Ancak en garip soru genç bir dindar adam tarafından soruldu: “İranlılar Müslüman mı?” Ve gülmeyle birlikte şaşkınlık içerisinde “evet” diye cevapladığımda, “Peki, namaz kılmayan nasıl bir Müslüman olacak?” devam etti. Bu sorunun ikinci kısmı bana daha önce de defalarca soruldu, fakat neden İranlıların namaz kılıp kılmıdıklarını sormalarını anlamıyordum. Bu genç adamla konuşurken, bu sorunun kökenini anladım: Şiiler hakkındaki algıları Türkiye’deki Alevilik gibi; Aleviler genelde namaz kılmıyorlar. İran’da, resmi olarak Şiiler’den hariç yaklaşık 2-3 milyon Alevi var.
Genel olarak, Türkiye’deki Şii mezhebiyle ilgili algılamalar, aynı muta ve namaz kılmaması gibi bir şeydir. Son yıllarda, internet ve sosyal ağların genişlemesiyle, İran’a yönelik Türkiye’deki bilincim biraz artmasına rağmen, maalesef ki hâlâ gerçeklerden çok uzaktırlar. Fakat öbür taraftan, Türkiye hakkında İranlıların bilincinin çok yüksek olduğunu söyleyebiliriz. İranlılar, Türkiye’de birçok siyasetçi, siyasi parti, aktör ve şarkıcının adını biliyorlar. Ayrıca, her yıl Türkiye’nin doğusuna (özellikle Van’a) ve batısına (özellikle İstanbul, İzmir, Antalya vb. şehirlere) iki buçuk milyon İranlı turistin yaptığı ziyareti dolayısıyla bu farkındalık daima günceldir.

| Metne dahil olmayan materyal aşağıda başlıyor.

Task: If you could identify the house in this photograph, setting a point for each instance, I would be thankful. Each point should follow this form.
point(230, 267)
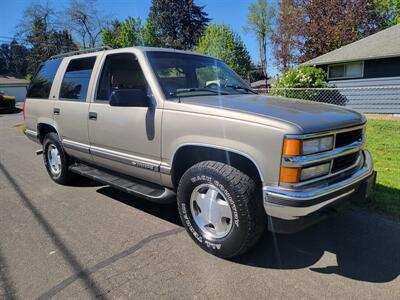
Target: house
point(14, 86)
point(371, 62)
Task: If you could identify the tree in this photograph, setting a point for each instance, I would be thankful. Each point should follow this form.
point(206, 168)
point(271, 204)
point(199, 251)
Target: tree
point(178, 24)
point(46, 43)
point(302, 77)
point(327, 25)
point(150, 35)
point(259, 22)
point(389, 10)
point(123, 34)
point(85, 21)
point(286, 37)
point(130, 33)
point(41, 33)
point(18, 62)
point(220, 41)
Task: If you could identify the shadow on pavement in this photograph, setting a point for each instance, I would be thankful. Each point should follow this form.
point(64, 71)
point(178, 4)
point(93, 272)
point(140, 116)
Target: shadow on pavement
point(167, 212)
point(67, 254)
point(367, 247)
point(6, 283)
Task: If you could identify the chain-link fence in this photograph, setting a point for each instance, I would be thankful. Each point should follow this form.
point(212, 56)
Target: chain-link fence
point(376, 99)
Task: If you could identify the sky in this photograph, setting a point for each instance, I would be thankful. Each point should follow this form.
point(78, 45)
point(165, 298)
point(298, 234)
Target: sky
point(231, 12)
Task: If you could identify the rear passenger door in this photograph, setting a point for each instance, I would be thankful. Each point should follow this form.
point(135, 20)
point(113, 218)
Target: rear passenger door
point(125, 138)
point(72, 105)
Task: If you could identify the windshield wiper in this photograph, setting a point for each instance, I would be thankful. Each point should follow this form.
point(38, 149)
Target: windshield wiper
point(188, 90)
point(239, 87)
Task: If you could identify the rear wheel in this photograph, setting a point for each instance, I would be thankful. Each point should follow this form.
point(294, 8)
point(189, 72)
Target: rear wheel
point(220, 208)
point(56, 160)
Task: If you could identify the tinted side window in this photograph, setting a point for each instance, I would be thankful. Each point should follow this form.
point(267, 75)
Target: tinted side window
point(76, 79)
point(120, 71)
point(41, 83)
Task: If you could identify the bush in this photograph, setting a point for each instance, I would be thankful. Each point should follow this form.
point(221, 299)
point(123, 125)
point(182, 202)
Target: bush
point(302, 77)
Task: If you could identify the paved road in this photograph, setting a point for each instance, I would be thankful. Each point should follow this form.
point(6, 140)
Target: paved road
point(92, 241)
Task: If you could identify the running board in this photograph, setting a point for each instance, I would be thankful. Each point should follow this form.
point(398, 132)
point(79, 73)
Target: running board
point(138, 188)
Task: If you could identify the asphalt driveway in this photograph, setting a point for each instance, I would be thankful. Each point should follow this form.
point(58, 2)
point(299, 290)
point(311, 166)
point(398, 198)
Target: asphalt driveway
point(90, 241)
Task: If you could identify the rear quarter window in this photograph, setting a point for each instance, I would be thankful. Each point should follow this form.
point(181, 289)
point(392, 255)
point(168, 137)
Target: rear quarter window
point(76, 79)
point(41, 83)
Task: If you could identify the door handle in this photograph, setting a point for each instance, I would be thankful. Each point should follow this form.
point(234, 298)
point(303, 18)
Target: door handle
point(92, 115)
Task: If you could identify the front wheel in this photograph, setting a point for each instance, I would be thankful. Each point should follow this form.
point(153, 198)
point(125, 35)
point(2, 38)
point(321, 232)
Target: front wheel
point(56, 160)
point(220, 208)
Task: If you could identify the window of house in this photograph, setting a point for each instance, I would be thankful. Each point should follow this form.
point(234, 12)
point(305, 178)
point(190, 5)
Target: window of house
point(76, 79)
point(348, 70)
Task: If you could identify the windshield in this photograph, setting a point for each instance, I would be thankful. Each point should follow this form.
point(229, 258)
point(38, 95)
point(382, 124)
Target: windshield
point(187, 75)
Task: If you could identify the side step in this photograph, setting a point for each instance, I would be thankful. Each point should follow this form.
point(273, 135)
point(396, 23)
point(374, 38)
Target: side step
point(138, 188)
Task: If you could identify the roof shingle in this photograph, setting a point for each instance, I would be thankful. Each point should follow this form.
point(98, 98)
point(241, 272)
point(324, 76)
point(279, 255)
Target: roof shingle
point(383, 44)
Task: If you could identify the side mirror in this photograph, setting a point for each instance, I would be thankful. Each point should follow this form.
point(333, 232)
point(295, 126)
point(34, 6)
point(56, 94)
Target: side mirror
point(129, 97)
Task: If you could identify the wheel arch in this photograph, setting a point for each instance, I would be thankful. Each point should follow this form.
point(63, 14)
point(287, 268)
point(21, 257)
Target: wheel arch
point(187, 155)
point(45, 128)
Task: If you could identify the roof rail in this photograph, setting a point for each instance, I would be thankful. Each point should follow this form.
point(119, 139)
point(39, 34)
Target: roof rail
point(88, 50)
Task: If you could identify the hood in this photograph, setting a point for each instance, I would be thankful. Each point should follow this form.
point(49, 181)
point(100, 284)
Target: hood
point(309, 116)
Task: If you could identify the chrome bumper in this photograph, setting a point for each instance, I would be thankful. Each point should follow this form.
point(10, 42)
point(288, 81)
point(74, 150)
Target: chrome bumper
point(290, 204)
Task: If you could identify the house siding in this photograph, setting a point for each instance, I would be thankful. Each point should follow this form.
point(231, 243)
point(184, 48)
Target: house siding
point(385, 67)
point(384, 99)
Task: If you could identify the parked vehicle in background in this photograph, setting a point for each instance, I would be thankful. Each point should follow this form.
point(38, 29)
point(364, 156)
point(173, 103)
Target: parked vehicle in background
point(148, 121)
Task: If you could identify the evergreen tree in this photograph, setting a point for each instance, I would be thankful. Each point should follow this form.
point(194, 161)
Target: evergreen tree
point(178, 23)
point(220, 41)
point(130, 33)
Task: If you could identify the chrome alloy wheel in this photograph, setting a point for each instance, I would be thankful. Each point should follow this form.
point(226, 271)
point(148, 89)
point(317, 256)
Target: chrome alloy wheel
point(211, 211)
point(54, 160)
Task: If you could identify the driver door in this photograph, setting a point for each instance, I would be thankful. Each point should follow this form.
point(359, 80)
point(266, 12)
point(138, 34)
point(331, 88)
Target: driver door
point(125, 138)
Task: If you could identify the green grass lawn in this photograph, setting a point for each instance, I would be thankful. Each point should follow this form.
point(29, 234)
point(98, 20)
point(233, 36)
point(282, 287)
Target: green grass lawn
point(383, 141)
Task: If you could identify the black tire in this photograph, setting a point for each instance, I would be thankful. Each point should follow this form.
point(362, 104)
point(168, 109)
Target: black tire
point(249, 217)
point(64, 177)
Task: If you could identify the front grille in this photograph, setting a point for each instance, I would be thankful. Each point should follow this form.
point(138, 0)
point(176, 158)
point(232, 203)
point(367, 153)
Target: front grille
point(344, 162)
point(348, 137)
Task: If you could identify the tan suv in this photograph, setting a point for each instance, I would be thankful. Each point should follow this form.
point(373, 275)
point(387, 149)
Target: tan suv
point(169, 125)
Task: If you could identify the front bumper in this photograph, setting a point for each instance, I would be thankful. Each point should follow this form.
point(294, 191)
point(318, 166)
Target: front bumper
point(308, 205)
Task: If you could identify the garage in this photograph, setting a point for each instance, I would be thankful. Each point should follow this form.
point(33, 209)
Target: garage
point(13, 86)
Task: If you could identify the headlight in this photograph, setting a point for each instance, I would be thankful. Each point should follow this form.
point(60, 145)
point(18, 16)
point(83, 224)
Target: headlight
point(295, 147)
point(317, 145)
point(315, 171)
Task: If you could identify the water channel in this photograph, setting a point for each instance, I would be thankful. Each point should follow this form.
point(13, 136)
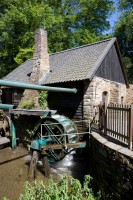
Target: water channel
point(14, 165)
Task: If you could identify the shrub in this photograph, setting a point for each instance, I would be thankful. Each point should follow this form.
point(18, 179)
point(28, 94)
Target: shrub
point(43, 99)
point(67, 189)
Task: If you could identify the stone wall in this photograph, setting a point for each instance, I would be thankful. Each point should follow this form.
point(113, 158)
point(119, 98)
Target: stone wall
point(112, 168)
point(93, 94)
point(129, 99)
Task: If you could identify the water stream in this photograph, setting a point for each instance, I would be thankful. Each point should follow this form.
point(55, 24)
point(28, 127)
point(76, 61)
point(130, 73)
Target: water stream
point(14, 165)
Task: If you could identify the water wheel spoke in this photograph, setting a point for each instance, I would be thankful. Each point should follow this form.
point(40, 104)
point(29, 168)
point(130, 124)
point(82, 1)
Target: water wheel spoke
point(33, 165)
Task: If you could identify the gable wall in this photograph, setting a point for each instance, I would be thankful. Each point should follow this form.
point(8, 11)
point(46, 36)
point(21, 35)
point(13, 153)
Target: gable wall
point(110, 68)
point(93, 94)
point(68, 104)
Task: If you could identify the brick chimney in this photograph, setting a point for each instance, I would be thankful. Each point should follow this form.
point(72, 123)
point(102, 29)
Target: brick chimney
point(40, 68)
point(41, 57)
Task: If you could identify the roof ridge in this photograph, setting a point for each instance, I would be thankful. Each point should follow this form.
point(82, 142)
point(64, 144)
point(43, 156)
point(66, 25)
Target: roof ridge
point(82, 46)
point(18, 67)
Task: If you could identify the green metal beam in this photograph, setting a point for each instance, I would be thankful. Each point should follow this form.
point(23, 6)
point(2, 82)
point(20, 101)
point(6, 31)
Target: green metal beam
point(13, 132)
point(36, 87)
point(6, 106)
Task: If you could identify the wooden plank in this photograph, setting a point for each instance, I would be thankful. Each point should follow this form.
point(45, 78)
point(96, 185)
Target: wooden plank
point(4, 140)
point(119, 134)
point(30, 112)
point(61, 146)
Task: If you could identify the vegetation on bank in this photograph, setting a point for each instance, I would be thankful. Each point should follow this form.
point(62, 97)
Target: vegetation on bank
point(68, 188)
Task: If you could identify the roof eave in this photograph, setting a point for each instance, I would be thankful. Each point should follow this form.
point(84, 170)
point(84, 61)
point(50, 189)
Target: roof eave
point(91, 73)
point(121, 63)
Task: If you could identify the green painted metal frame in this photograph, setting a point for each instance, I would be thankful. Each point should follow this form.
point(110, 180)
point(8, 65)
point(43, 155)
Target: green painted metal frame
point(36, 87)
point(6, 106)
point(12, 126)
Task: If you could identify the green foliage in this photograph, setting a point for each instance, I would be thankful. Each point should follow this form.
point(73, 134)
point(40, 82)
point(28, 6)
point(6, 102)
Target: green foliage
point(43, 99)
point(66, 189)
point(28, 104)
point(124, 33)
point(69, 24)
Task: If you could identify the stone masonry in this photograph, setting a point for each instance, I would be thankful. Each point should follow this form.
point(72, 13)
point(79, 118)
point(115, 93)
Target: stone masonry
point(93, 94)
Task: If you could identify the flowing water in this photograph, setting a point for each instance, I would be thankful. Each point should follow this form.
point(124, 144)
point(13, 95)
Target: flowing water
point(14, 165)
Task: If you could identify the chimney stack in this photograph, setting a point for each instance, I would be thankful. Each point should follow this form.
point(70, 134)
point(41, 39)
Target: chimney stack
point(40, 67)
point(41, 56)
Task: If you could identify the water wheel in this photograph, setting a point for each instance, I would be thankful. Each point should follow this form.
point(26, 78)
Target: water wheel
point(53, 130)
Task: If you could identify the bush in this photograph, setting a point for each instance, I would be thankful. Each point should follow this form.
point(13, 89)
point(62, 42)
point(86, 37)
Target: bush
point(43, 99)
point(67, 189)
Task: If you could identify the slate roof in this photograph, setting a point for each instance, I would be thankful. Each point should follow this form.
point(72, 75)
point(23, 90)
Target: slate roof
point(70, 65)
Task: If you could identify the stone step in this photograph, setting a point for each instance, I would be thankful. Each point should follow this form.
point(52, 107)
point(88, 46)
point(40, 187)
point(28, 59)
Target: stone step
point(4, 140)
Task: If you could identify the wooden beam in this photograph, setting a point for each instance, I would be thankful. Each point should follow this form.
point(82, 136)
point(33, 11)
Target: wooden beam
point(61, 146)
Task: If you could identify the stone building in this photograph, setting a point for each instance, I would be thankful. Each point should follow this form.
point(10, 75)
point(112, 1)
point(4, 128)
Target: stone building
point(96, 70)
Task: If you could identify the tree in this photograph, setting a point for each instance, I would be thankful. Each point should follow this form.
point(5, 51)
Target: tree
point(69, 23)
point(124, 33)
point(18, 21)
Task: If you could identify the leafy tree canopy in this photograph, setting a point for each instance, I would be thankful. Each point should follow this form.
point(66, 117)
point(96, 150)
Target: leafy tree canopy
point(124, 33)
point(68, 22)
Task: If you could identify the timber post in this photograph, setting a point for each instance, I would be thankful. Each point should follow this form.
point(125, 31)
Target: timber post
point(105, 118)
point(130, 141)
point(13, 132)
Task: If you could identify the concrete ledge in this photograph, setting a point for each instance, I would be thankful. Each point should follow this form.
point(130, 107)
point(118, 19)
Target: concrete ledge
point(119, 148)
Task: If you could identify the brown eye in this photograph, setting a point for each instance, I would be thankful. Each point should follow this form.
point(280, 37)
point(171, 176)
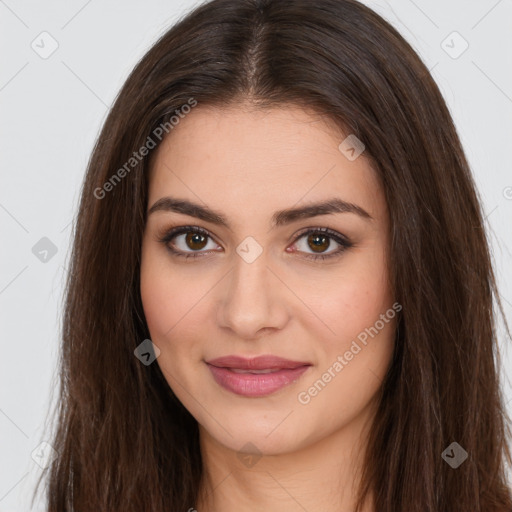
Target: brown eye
point(188, 241)
point(318, 243)
point(195, 241)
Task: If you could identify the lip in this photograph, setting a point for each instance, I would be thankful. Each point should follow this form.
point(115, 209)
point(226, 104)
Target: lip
point(256, 363)
point(232, 373)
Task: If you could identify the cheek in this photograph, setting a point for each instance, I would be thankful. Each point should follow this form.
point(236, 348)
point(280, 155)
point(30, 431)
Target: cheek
point(353, 299)
point(167, 295)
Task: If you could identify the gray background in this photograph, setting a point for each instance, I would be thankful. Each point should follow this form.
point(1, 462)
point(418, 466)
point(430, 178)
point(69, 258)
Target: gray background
point(53, 107)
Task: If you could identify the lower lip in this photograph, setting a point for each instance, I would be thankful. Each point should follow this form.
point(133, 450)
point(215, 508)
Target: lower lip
point(255, 384)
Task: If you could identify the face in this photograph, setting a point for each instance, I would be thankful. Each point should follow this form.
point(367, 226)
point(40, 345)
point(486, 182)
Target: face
point(232, 277)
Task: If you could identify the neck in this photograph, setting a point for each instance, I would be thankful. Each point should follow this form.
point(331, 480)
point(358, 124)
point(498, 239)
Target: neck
point(321, 476)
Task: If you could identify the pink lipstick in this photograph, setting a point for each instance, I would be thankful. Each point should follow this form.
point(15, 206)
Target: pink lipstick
point(259, 376)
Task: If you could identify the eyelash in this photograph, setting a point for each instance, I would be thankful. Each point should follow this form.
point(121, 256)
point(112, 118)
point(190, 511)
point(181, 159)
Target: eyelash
point(337, 237)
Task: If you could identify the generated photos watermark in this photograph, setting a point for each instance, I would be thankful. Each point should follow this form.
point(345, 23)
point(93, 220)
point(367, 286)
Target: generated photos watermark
point(158, 133)
point(304, 397)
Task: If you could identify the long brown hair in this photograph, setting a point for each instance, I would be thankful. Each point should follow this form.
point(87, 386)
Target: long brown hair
point(124, 441)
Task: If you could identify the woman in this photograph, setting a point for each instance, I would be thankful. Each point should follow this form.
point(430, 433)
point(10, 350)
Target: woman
point(280, 294)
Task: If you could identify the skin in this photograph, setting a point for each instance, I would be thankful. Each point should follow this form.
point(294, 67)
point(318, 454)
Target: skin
point(248, 164)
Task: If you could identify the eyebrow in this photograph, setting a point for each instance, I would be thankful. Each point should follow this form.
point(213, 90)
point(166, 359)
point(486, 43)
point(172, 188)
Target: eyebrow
point(280, 218)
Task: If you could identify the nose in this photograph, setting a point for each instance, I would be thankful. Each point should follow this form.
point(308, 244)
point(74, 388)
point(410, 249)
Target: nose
point(254, 300)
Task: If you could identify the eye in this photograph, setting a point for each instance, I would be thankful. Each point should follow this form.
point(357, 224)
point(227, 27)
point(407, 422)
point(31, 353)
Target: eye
point(192, 237)
point(319, 240)
point(189, 242)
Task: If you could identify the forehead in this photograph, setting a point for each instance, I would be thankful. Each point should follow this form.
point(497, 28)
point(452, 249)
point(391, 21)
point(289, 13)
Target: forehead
point(241, 159)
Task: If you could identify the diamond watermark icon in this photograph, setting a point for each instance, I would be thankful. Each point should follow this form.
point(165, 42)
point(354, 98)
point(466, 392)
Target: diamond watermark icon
point(249, 250)
point(351, 147)
point(44, 250)
point(44, 45)
point(454, 45)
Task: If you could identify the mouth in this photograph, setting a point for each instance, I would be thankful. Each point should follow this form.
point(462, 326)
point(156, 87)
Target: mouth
point(256, 377)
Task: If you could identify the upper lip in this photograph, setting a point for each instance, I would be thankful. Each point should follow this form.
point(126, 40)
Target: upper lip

Türkler görüşlerini değiştirmiyor
Ancak Türkler, yazı boyunca bahsettiğim abartılı ve genellikle yanlış olan görüşlere dayanarak İran hakkındaki önyargı ve genel kabullerini korumaya devam ediyorlar. Üstelik, İran’ın Türkler için bir çok avantaj sağlayan ülke olmasına rağmen (vizesiz girişi, büyük ve uygun bir pazar olması, Türkçe bilen nüfusu yüzde 20-25 oluşu, gezmek için ucuz bir ülke olması vb.) Türkler İran’a seyahat etmeyi hâlâ planlarına dahil etmiyorlar.